According to another aspect of the inventive concept, there is provided a three-dimensional (3D) ferroelectric random access memory (FeRAM) including a substrate, bit lines extending in a first horizontal direction on the substrate and spaced apart from each other in a second horizontal direction perpendicular to the first horizontal direction, a selection transistor (Tr) including word lines arranged over the bit lines in a vertical direction, extending in the second horizontal direction, and spaced apart from each other in the first horizontal direction, and semiconductor patterns arranged at intervals on corresponding portions of the word lines with a gate dielectric layer therebetween in the second horizontal direction, and a FeCap structure having a plurality of capacitors on the selection Tr, wherein the FeCap structure includes a first electrode including a body portion extending in the vertical direction from a semiconductor pattern and a plurality of horizontal extensions extending from a side surface of the body portion in the first horizontal direction, a ferroelectric layer covering outer walls of the body portion and the horizontal extensions, a plurality of second electrodes covering the ferroelectric layer of the horizontal extensions, where the 3D FeRAM has a structure in which the plurality of FeCaps are electrically connected to one selection Tr.

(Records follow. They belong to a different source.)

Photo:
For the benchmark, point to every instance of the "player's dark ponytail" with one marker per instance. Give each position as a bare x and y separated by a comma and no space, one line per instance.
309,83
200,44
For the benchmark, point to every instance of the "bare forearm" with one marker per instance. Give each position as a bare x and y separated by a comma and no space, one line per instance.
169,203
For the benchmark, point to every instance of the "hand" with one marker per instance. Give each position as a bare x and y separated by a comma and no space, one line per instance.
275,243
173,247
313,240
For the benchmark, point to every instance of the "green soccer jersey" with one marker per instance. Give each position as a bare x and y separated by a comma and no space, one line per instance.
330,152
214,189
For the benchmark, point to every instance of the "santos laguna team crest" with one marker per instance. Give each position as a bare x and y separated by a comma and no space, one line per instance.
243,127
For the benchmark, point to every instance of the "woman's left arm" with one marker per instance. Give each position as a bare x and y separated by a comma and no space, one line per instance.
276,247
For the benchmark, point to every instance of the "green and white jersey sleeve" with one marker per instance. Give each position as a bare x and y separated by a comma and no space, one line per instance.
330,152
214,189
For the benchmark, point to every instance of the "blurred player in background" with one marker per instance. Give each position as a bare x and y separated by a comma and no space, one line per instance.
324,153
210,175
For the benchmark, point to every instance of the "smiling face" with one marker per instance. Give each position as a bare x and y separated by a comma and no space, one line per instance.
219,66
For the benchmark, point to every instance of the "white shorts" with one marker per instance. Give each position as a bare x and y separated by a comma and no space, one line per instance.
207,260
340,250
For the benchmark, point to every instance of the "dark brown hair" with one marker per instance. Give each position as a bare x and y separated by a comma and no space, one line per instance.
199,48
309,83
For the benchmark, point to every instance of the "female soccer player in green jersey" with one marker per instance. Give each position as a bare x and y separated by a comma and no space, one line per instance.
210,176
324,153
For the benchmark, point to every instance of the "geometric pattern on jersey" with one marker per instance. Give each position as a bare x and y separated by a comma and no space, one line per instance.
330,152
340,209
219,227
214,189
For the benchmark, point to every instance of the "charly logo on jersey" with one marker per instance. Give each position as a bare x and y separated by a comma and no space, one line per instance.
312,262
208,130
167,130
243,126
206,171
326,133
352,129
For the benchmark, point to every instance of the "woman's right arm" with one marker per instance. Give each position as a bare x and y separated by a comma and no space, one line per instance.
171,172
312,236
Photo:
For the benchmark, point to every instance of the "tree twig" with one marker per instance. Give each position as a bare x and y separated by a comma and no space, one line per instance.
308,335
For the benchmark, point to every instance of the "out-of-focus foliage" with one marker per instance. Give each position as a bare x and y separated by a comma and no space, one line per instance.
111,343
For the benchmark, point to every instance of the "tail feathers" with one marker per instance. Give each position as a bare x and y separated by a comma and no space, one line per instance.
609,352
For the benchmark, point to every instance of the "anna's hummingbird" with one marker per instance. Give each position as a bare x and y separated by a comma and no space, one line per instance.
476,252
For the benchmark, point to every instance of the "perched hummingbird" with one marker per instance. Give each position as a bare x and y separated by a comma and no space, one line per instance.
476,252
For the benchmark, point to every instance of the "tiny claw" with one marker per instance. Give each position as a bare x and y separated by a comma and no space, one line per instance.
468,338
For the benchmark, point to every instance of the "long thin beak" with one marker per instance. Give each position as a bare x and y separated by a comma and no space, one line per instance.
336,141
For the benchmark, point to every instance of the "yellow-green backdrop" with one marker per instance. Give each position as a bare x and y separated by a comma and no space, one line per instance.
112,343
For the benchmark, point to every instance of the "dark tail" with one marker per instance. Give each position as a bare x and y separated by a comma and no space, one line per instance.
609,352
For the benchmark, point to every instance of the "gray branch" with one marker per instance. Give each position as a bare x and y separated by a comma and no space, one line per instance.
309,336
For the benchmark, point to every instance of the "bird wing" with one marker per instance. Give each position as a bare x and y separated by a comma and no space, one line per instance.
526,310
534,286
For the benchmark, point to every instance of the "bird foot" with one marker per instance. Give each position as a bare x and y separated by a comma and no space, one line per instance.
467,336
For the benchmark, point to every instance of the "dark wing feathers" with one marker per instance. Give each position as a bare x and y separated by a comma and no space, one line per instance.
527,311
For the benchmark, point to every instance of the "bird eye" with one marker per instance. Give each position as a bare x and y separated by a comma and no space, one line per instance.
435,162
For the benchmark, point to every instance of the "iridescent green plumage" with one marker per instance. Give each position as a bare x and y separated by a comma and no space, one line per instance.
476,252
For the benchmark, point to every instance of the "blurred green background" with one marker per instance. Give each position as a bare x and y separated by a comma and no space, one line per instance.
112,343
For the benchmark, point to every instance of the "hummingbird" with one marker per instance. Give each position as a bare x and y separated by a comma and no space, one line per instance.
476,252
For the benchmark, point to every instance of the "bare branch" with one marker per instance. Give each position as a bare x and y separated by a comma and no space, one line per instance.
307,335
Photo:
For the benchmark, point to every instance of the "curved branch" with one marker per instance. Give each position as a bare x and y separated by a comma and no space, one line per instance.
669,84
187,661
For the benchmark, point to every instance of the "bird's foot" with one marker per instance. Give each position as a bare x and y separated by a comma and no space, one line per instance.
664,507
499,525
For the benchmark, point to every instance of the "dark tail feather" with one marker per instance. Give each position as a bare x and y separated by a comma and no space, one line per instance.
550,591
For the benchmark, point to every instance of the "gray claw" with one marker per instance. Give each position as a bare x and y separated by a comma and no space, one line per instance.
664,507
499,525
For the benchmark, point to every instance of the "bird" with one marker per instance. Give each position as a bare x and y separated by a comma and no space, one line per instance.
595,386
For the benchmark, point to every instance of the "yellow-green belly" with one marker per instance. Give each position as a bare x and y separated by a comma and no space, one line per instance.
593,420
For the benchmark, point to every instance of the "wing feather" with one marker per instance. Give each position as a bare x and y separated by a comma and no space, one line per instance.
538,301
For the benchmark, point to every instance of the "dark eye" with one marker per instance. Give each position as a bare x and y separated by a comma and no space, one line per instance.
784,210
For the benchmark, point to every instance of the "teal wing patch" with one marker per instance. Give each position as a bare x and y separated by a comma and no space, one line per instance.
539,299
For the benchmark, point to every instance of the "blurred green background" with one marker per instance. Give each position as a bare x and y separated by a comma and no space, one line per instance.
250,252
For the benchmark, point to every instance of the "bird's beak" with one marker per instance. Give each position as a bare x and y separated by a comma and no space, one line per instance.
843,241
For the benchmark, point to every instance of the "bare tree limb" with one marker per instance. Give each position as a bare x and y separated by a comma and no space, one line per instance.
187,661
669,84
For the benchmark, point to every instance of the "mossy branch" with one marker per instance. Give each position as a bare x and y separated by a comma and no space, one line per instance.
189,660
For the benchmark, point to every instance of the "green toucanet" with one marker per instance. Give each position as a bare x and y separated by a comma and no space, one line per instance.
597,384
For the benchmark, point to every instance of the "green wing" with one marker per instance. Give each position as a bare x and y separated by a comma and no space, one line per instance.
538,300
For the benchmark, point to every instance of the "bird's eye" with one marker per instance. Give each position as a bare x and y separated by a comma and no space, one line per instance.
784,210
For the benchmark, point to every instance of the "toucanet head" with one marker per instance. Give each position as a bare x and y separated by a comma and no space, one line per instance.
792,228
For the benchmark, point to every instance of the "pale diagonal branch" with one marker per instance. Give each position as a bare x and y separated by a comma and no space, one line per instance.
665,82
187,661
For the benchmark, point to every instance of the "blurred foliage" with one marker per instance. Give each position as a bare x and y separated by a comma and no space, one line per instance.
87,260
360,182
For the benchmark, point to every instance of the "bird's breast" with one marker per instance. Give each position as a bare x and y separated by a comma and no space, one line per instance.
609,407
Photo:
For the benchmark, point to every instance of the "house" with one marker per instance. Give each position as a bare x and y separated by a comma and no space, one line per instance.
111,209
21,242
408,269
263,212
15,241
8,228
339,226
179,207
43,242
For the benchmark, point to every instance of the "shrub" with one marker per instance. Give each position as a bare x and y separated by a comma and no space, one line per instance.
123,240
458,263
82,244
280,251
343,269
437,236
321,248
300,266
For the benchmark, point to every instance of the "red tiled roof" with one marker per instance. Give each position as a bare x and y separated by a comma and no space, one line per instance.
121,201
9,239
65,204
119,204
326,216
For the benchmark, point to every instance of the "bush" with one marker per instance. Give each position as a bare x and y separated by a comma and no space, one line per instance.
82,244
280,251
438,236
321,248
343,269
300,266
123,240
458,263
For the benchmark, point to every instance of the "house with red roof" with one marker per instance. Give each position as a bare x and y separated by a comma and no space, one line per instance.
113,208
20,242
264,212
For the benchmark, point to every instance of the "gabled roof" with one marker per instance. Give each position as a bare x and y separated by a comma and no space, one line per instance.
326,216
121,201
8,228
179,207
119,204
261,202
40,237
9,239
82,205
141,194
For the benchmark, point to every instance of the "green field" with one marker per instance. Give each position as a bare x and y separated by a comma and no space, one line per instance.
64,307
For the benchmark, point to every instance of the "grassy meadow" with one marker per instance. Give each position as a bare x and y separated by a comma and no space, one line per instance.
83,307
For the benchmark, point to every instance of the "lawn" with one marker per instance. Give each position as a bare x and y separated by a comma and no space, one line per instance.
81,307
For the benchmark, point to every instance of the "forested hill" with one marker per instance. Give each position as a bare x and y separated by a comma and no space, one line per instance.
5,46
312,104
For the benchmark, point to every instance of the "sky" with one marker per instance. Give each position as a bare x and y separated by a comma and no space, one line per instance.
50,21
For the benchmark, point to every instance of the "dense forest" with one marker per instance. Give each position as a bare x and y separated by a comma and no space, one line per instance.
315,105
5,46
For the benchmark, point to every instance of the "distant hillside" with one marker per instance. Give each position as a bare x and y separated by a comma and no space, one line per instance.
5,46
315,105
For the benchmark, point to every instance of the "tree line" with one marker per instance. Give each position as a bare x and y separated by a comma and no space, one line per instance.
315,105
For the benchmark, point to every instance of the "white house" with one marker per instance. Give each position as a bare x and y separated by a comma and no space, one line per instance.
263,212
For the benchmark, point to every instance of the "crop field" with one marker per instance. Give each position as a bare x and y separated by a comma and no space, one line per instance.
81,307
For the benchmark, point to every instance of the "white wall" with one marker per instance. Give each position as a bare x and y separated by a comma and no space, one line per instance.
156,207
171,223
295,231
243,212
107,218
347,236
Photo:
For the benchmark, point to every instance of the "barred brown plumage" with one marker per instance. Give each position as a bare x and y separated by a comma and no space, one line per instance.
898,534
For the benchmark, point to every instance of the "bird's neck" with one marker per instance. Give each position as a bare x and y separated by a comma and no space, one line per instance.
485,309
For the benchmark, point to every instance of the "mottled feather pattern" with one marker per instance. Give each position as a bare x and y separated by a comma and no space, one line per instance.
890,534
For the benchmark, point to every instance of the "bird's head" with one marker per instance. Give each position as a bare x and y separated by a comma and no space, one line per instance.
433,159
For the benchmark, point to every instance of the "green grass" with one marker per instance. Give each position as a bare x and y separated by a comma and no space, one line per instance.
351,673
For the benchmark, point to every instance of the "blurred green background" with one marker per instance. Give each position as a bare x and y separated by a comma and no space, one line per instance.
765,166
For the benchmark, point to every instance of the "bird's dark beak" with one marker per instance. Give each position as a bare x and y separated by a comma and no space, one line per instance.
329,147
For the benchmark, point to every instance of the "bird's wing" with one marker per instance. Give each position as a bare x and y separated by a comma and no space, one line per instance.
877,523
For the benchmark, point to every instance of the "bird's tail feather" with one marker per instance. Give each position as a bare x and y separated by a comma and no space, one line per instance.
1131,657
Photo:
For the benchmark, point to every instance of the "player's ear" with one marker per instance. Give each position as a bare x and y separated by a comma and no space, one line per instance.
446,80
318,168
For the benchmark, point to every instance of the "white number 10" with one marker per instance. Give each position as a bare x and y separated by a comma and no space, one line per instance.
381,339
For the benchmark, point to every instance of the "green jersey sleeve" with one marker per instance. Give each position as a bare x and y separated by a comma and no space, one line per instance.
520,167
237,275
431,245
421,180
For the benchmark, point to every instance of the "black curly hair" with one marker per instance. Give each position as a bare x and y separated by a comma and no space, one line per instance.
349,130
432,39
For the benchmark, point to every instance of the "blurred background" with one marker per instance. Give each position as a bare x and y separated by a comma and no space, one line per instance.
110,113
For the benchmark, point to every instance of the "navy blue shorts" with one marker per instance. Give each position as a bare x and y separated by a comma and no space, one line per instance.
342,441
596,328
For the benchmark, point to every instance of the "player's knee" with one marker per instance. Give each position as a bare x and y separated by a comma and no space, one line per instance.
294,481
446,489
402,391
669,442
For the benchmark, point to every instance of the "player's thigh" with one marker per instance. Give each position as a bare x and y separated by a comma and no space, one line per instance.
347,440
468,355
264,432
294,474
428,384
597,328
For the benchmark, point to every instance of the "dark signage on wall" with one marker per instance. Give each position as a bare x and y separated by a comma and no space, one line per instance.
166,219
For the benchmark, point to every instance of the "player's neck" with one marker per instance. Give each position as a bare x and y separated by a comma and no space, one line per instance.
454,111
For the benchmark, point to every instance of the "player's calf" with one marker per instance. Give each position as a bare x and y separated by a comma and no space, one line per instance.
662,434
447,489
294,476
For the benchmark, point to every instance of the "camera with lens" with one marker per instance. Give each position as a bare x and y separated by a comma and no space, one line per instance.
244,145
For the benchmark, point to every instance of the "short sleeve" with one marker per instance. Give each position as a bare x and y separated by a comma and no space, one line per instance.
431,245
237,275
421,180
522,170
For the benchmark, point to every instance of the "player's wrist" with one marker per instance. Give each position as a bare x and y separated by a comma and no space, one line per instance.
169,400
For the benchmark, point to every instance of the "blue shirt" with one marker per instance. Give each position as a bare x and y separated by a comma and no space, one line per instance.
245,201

According to another aspect of the inventive concept, there is provided a three-dimensional (3D) ferroelectric random access memory (FeRAM) including a substrate, bit lines extending in a first horizontal direction on the substrate and spaced apart from each other in a second horizontal direction perpendicular to the first horizontal direction, at least one transistor (TR) on the bit line; and a FeCap structure on the at least one TR, wherein the FeCap structure includes a first electrode comprising a body portion extending in a vertical direction from the at least one Tr and a plurality of horizontal extensions extending in the first horizontal direction from a side surface of the body portion and located at different levels, a ferroelectric layer covering outer walls of the body portion and the horizontal extensions, and a plurality of second electrodes covering the ferroelectric layer on the horizontal extensions.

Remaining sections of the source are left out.